Equity & Law Challenge

Tournament information
- Location: Richmond, London, England
- Established: 1987
- Course: Royal Mid-Surrey Golf Club
- Tours: European Tour (approved special event)
- Format: 54-hole modified Stableford (36-holes in 1987)
- Final year: 1992

Final champion
- Anders Forsbrand

= Equity & Law Challenge =

The Equity & Law Challenge was an unofficial-money golf tournament on the European Tour that was played from 1987 to 1992. All six editions were played on a relatively short composite course at Royal Mid-Surrey Golf Club. The event used a Modified Stableford points system with 2 points for an eagle and 1 for a birdie.
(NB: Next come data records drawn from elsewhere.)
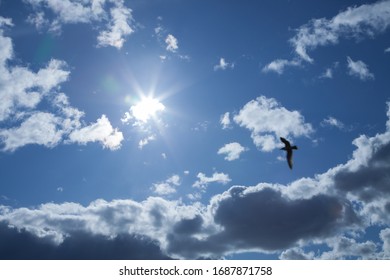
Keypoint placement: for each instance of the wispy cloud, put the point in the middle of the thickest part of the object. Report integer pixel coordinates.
(232, 151)
(279, 65)
(362, 21)
(118, 28)
(268, 120)
(100, 131)
(217, 177)
(225, 121)
(223, 65)
(332, 122)
(328, 74)
(359, 69)
(168, 186)
(23, 122)
(172, 43)
(116, 17)
(334, 208)
(145, 141)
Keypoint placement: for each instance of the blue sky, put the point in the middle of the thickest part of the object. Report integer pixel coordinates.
(150, 129)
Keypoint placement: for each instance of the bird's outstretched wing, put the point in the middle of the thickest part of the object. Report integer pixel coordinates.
(285, 142)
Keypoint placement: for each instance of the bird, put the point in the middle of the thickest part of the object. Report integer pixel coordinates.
(288, 148)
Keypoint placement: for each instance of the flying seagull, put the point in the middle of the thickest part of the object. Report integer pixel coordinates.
(288, 148)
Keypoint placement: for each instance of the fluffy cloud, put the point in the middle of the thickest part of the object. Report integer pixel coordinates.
(172, 43)
(217, 177)
(23, 122)
(279, 65)
(268, 120)
(40, 128)
(168, 186)
(223, 65)
(118, 28)
(332, 122)
(365, 20)
(101, 131)
(359, 69)
(232, 151)
(116, 16)
(331, 209)
(225, 120)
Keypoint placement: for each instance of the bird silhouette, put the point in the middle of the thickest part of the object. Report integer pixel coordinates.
(288, 148)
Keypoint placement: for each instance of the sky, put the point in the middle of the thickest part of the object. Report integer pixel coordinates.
(151, 129)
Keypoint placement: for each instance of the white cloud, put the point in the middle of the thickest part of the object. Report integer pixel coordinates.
(143, 111)
(118, 28)
(5, 21)
(40, 128)
(223, 65)
(268, 120)
(23, 122)
(331, 210)
(100, 131)
(365, 20)
(359, 69)
(217, 177)
(114, 14)
(279, 65)
(225, 120)
(172, 43)
(232, 151)
(168, 186)
(331, 121)
(328, 74)
(145, 141)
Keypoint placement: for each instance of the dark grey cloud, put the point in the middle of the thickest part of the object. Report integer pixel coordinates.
(21, 244)
(261, 218)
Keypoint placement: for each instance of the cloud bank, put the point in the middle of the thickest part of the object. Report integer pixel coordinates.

Ties were split by the number of pars. Qualification for the event was based on a season-long points system in which points were gained for birdies and eagles in European Tour events.

==Winners==
Source:

| Year | Winner | Score | Margin of victory | Runner(s)-up | Winner's share (£) | Ref |
|---|---|---|---|---|---|---|
| 1987 | ENG Barry Lane | 15 points | 1 point | USA Bill Malley | 20,000 |  |
| 1988 | NIR Ronan Rafferty | 21 points | 1 point | ENG Barry Lane | 21,000 |  |
| 1989 | AUS Brett Ogle | 25 points | 4 points | SCO Colin Montgomerie | 22,570 |  |
| 1990 | SCO Brian Marchbank | 22 points | 1 point | ENG Derrick Cooper USA Peter Teravainen | 20,000 |  |
| 1991 | SCO Brian Marchbank | 22 points | 3 points | ENG Barry Lane | 25,000 |  |
| 1992 | SWE Anders Forsbrand | 20 points | 3 points | ENG Russell Claydon | 25,000 |  |

The 1987 event was played over 36 holes but later editions were over 54 holes.